Have a question about this project? Sign up for a free GitHub account to open an issue and contact its maintainers and the community.

By clicking “Sign up for GitHub”, you agree to our terms of service and privacy statement. We’ll occasionally send you account related emails.

Already on GitHub? Sign in to your account

Convert EIA generation and fuel allocations to Dagster #2435

Closed
25 tasks done
Tracked by #1973
zaneselvans opened this issue Mar 22, 2023 · 6 comments · Fixed by #2527
Closed
25 tasks done
Tracked by #1973

Convert EIA generation and fuel allocations to Dagster #2435

zaneselvans opened this issue Mar 22, 2023 · 6 comments · Fixed by #2527
Assignees
Labels
analysis Data analysis tasks that involve actually using PUDL to figure things out, like calculating MCOE. dagster Issues related to our use of the Dagster orchestrator eia923 Anything having to do with EIA Form 923 output Exporting data from PUDL into other platforms or interchange formats. sqlite Issues related to interacting with sqlite databases
Milestone

Comments

@zaneselvans
Copy link
Member

zaneselvans commented Mar 22, 2023

Most of the code being migrated will be in pudl.analysis.allocate_net_gen

There are 3 versions of the net gen allocated table:

  • gen_fuel_by_generator_energy_source is the primary table from which the others are derived.
  • gen_fuel_by_generator_eia923 is an aggregation of the above table.
  • gen_fuel_by_generator_energy_source_owner_eia923 is an allocation of it.
  • A truncated version of gen_fuel_by_generator_eia923 is also used to provide a more complete filled version of generation_eia923.

The main functions that organize the creation of these tables are:

  • allocate_gen_fuel_by_generator_energy_source
  • aggregate_gen_fuel_by_generator

The input data is generated / handled by:

  • extract_input_tables
  • standardize_input_frequency

It looks like those 4 functions are the only ones that need to be converted to use Dagster. However they need to happen at both yearly and monthly frequency, so we probably want a factory of interconnected assets.

Tasks

Preview Give feedback

Data Problems (halp! @cmgosnell 🧠)

  • There's very low coverage of the capacity_mw and utility_id_eia column in the gen_fuel_by_gen_esc_own table, but only when it's aggregated to monthly frequency. It turns out this is because the ownership information is being merged on only annually rather than broadcast / date-merged, so in the monthly case only the January records end up with utility_id_eia and capacity_mw values. Since utility_id_eia is part of the primary key, this is invalid. So we need to either only create this particular table with annual frequency (is it only used for the FERC 1 to EIA entity matching?) or need to do a date_merge to bring in the utility ID and capacity information.

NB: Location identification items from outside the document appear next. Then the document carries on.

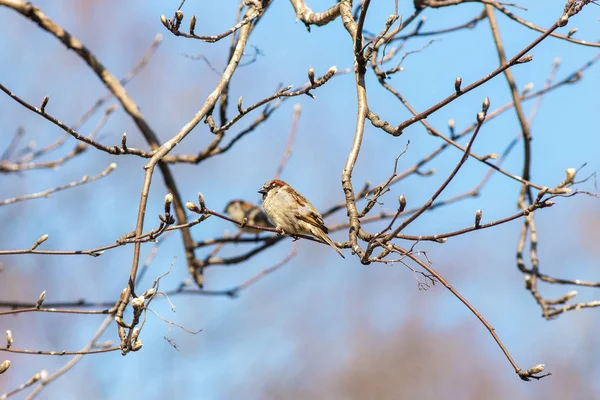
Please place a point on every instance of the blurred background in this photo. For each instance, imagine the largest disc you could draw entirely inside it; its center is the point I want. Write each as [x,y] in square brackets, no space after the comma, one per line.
[319,327]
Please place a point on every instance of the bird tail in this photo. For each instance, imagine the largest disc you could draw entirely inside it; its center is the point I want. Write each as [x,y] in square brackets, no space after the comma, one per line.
[321,235]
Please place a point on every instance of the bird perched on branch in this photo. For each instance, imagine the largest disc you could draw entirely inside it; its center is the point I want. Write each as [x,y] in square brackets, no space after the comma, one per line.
[240,209]
[292,213]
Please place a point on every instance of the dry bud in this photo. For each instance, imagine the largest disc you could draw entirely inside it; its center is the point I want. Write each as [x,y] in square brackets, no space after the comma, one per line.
[41,240]
[40,299]
[192,207]
[537,369]
[311,75]
[4,366]
[525,59]
[9,340]
[402,201]
[571,294]
[457,84]
[570,173]
[192,24]
[44,104]
[485,105]
[478,215]
[201,201]
[138,302]
[165,22]
[137,345]
[168,200]
[135,334]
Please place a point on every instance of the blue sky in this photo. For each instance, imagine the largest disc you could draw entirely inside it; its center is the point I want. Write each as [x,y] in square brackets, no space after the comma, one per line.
[250,342]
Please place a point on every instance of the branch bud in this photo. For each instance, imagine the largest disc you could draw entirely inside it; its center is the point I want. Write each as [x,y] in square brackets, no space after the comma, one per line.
[138,302]
[165,22]
[457,84]
[525,59]
[4,366]
[478,215]
[485,105]
[570,175]
[44,104]
[41,240]
[168,202]
[537,369]
[192,24]
[192,207]
[41,298]
[9,340]
[137,345]
[178,19]
[311,75]
[201,202]
[402,202]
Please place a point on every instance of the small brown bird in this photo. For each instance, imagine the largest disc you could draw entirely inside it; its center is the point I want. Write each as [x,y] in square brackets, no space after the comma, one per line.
[240,209]
[292,213]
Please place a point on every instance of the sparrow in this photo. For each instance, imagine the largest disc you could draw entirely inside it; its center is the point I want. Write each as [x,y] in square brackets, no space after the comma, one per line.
[292,213]
[240,209]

For the moment I'm skipping generating this asset at monthly resolution but that feels a little weird.
  • About 0.6% of all the records are coming out with different values for energy_source_code_num between the existing PudlTabl and the new Dagster calculation. However, this only happens sometimes. The rest of the time they match up 100%. My hunch is that this is happening when there's a tie between multiple energy source codes that are being filled in, and the ordering of something determines which value ends up in slot 1 vs. 2. If that's the case then this doesn't matter (and it was probably happening before but we never noticed...). If it's something else... maybe it still doesn't matter, since it's only 0.6% of all records.
  • When testing that the net gen allocation outputs from PudlTabl were consistent with those from reading data out of the DB directly or asking Dagster to give me the table, I discovered that for the monthly allocated gen_fuel tables they were not! If not start_date or end_date are given when creating a PudlTabl object, it looks up the earliest and latest possible dates using pudl.helpers.get_working_dates_by_datasource(). The start_date and end_date are used to restrict the records that are read out of the DB. However, in the case of the monthly allocated gen_fuel tables there are some dates which are after the latest possible date (e.g. right now they run through 2022-12-01 even though the latest date we have data for is the EIA-860M which goes through 2022-09-01). I think this is because there's some monthly time series filling going on in the generation allocation process. Is this really what we want to do? It looks like all of the data for 2022 is NA because the EIA-860M doesn't contain any generation or fuel. It seems like ideally we wouldn't be writing that whole year of NA data into the DB.

Design Questions

  • The column energy_source_code_num is actually a string like energy_source_code_3 which is confusing. Maybe a name change?
  • These new table names are very long. Should we think of something else?
  • Right now only the gen_fuel_by_gen table is denormalized. Why is that? Should all of these outputs be denormalized to include plant & utility names, unit_id_pudl and other relevant IDs?
  • Use of utility_id_eia in the gen_fuel_by_gen_esc_owner table is confusing, since in this context (as in the ownership_eia860 table) the utility here is the owner, not the operator, and we may want to indicate that. Also, if we denormalize this table and bring in additional plant & utility information it'll have a name collision with the operating utility.
  • I didn't create a whole new table for the generation-only version of gen_fuel_by_gen since it's just a simple subset of the columns.
@zaneselvans zaneselvans added eia923 Anything having to do with EIA Form 923 output Exporting data from PUDL into other platforms or interchange formats. epic Any issue whose primary purpose is to organize other issues into a group. dagster Issues related to our use of the Dagster orchestrator sqlite Issues related to interacting with sqlite databases labels Mar 22, 2023
@zaneselvans zaneselvans added this to the 2023Q2 milestone Mar 22, 2023
@zaneselvans zaneselvans moved this from 🆕 New to 🔖 Backlog in Catalyst Megaproject Apr 3, 2023
@zaneselvans zaneselvans changed the title Convert derived EIA tables into Dagster assets Convert EIA generation and fuel allocations to Dagster Apr 13, 2023
@zaneselvans
Copy link
Member Author

@cmgosnell Do all of the generation_fuel_by_*_eia923 outputs only make sense when aggregated yearly or monthly? Like there's no "original" versions of them with all the records, correct?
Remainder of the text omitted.